Their response followed upon a demand from Kendall Mackey, 350.org U.S. Campaigner for Keep It In The Ground, who said, “Disasters like these are among the many reasons we’ve been fighting the Keystone XL for almost a decade, watching as each new spill from Keystone I and other major pipelines render ecosystems unlivable for thousands of people.
“Not only must Keystone XL be stopped, but Congress must hold TC Energy accountable and demand that they pay for the care and repair needed for the devastating ecological destruction that communities are forced to endure. There is no such thing as a safe fossil fuel pipeline.”
DeFazio is chairman of the House Committee on Transportation and Infrastructure. Pallone, Jr. is chairman of the House Committee on Energy. Lipinski is chairman of the Subcommittee on Railroads, Pipelines, and Hazardous Materials, Rush is chairman of the Subcommittee on Energy.
The day of their request for the review, Nov. 18, was the deadline for public comment on the new Draft Supplemental Environmental Impact Statement (DSEIS) for TransCanada’s proposed Keystone XL Pipeline project across unceded 1868 Ft. Laramie Treaty in Montana, South Dakota and Nebraska.

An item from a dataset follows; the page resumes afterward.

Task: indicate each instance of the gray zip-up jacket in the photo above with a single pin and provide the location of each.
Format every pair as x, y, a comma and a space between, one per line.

The vast majority of the more than 330 commentators panned the project, chief among them the Yankton, Rosebud and Cheyenne River Sioux tribes, which have the company and federal government in court over the permitting process.
Dec. 17 is set as the first of a number of days to provide another public comment period at the South Dakota Water Management Board in Pierre, regarding surface and groundwater permits for KXL construction.